三階不知所措的跟在付上鈞身邊,疑惑道:“主人,您在做什麽?為什麽別覆原?”

“不能覆原。覆原後所有數據會恢覆初始設定,謝爾就不再是謝爾。”

付上鈞的腦袋嗡嗡作響,一邊低聲解釋,一邊扒拉著廢墟,“你別亂來,先等我找到謝爾……”

“您說什麽?謝爾不就在外邊嗎?”三階茫然的往星游大廈外廣場瞧了一眼,“他們看您這樣的瘋,都不敢過來了。”

付上鈞的表情猙獰了一瞬,努力控制住情緒:“外頭的謝爾是假貨。”

三階:“啊?”

三階:“可謝爾就在這裏啊,需要我打開他的定位設置嗎?”

付上鈞倏地擡頭,喉嚨發幹,略顯急切的追問道:“定位?”

“謝爾不是隨身攜帶您送的墨鏡嘛。

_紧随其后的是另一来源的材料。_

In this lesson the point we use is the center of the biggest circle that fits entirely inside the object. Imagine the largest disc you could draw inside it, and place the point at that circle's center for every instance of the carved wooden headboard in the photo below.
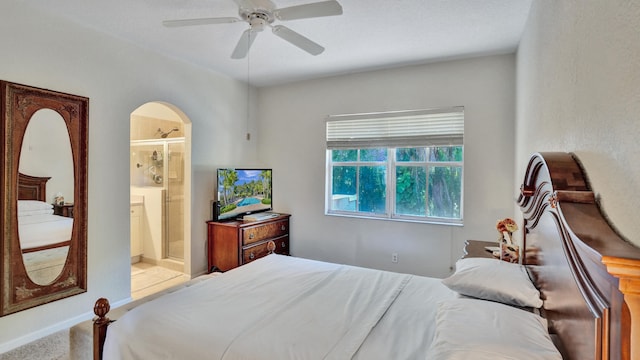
(588, 274)
(32, 187)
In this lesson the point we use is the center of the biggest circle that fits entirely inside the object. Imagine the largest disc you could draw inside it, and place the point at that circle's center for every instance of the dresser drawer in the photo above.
(258, 233)
(253, 252)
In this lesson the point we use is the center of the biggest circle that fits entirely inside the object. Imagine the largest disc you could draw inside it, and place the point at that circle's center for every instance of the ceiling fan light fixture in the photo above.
(262, 13)
(258, 21)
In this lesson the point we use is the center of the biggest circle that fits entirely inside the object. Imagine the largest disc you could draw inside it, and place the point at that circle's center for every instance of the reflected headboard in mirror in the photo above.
(32, 187)
(45, 149)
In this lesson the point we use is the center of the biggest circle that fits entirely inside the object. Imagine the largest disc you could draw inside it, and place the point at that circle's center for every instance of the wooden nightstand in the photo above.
(65, 209)
(476, 248)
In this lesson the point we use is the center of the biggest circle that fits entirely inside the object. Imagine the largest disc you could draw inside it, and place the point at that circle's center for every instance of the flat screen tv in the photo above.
(242, 192)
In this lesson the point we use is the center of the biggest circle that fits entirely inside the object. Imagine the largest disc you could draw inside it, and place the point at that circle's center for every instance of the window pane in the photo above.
(343, 195)
(411, 154)
(445, 153)
(379, 154)
(445, 183)
(411, 188)
(344, 155)
(372, 189)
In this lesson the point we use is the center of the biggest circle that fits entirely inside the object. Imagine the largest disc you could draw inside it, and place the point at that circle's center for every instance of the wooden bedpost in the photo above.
(101, 308)
(628, 272)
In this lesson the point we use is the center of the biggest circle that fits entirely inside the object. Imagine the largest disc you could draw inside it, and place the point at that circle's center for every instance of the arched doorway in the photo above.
(160, 183)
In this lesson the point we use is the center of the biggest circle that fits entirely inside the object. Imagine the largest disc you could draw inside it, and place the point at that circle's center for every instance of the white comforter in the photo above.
(281, 307)
(43, 230)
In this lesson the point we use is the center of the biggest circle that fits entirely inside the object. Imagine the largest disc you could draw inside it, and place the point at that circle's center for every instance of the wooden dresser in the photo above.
(234, 243)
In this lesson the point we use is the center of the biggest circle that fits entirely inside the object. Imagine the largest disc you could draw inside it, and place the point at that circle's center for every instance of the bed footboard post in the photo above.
(100, 323)
(628, 272)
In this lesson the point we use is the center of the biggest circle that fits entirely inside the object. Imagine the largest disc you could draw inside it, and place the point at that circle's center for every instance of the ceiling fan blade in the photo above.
(243, 45)
(202, 21)
(297, 40)
(318, 9)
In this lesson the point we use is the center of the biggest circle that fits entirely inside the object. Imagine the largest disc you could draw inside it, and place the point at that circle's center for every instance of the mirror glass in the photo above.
(43, 173)
(45, 228)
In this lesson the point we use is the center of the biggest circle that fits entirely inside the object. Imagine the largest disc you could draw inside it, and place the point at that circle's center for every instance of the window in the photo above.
(401, 165)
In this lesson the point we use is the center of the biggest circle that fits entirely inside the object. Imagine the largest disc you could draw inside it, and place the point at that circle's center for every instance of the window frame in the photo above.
(391, 165)
(429, 128)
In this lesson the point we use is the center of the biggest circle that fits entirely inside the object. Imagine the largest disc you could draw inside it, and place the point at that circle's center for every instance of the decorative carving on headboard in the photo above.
(589, 276)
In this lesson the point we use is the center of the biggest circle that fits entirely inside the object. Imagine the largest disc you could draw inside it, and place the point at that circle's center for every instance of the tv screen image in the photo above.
(243, 191)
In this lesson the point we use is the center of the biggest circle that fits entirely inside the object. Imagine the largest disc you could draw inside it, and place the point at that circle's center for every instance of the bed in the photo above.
(576, 296)
(39, 228)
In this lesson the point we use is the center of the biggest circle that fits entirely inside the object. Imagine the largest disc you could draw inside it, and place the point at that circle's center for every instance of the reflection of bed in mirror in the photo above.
(44, 237)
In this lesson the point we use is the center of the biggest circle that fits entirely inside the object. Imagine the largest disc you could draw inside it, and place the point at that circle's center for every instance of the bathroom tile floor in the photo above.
(148, 279)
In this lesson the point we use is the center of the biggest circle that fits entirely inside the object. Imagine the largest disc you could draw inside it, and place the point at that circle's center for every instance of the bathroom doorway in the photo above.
(160, 168)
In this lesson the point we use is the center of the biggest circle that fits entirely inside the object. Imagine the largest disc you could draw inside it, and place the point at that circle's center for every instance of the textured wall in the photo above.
(578, 83)
(292, 141)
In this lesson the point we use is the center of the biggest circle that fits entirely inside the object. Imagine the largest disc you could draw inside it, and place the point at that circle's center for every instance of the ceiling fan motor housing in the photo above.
(258, 19)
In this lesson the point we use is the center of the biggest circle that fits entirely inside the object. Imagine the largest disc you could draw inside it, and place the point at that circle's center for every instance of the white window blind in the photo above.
(433, 127)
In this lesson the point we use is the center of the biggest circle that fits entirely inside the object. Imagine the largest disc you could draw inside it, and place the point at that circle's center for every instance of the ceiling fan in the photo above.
(262, 13)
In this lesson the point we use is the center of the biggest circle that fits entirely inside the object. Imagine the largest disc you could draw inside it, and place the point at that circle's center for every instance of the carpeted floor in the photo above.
(145, 279)
(52, 347)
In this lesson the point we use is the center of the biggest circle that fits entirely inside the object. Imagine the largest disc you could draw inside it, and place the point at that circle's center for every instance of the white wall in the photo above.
(292, 142)
(579, 91)
(50, 53)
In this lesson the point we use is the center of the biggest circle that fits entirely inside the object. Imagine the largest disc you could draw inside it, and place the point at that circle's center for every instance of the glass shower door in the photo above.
(174, 206)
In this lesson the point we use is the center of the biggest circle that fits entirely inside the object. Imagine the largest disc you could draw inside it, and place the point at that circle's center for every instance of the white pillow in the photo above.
(492, 279)
(35, 212)
(33, 205)
(485, 330)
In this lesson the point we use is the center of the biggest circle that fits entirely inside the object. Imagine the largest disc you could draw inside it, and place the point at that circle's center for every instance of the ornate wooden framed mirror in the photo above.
(44, 237)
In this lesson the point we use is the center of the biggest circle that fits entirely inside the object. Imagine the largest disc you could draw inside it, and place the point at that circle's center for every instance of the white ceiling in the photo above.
(370, 34)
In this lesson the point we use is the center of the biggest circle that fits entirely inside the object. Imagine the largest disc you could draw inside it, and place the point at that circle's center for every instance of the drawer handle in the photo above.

地圖上顯示的清清楚楚,就在……”

三階的27塊小方塊忽然卡殼,轉向廣場上靜止不動的假謝爾,又晃了晃地圖上移動的光腦定位紅點,一時無言。

“把定位發我。”付上鈞緩緩吐出一口濁氣,擡手抹了把臉,振作起精神,“你去處理殘局。”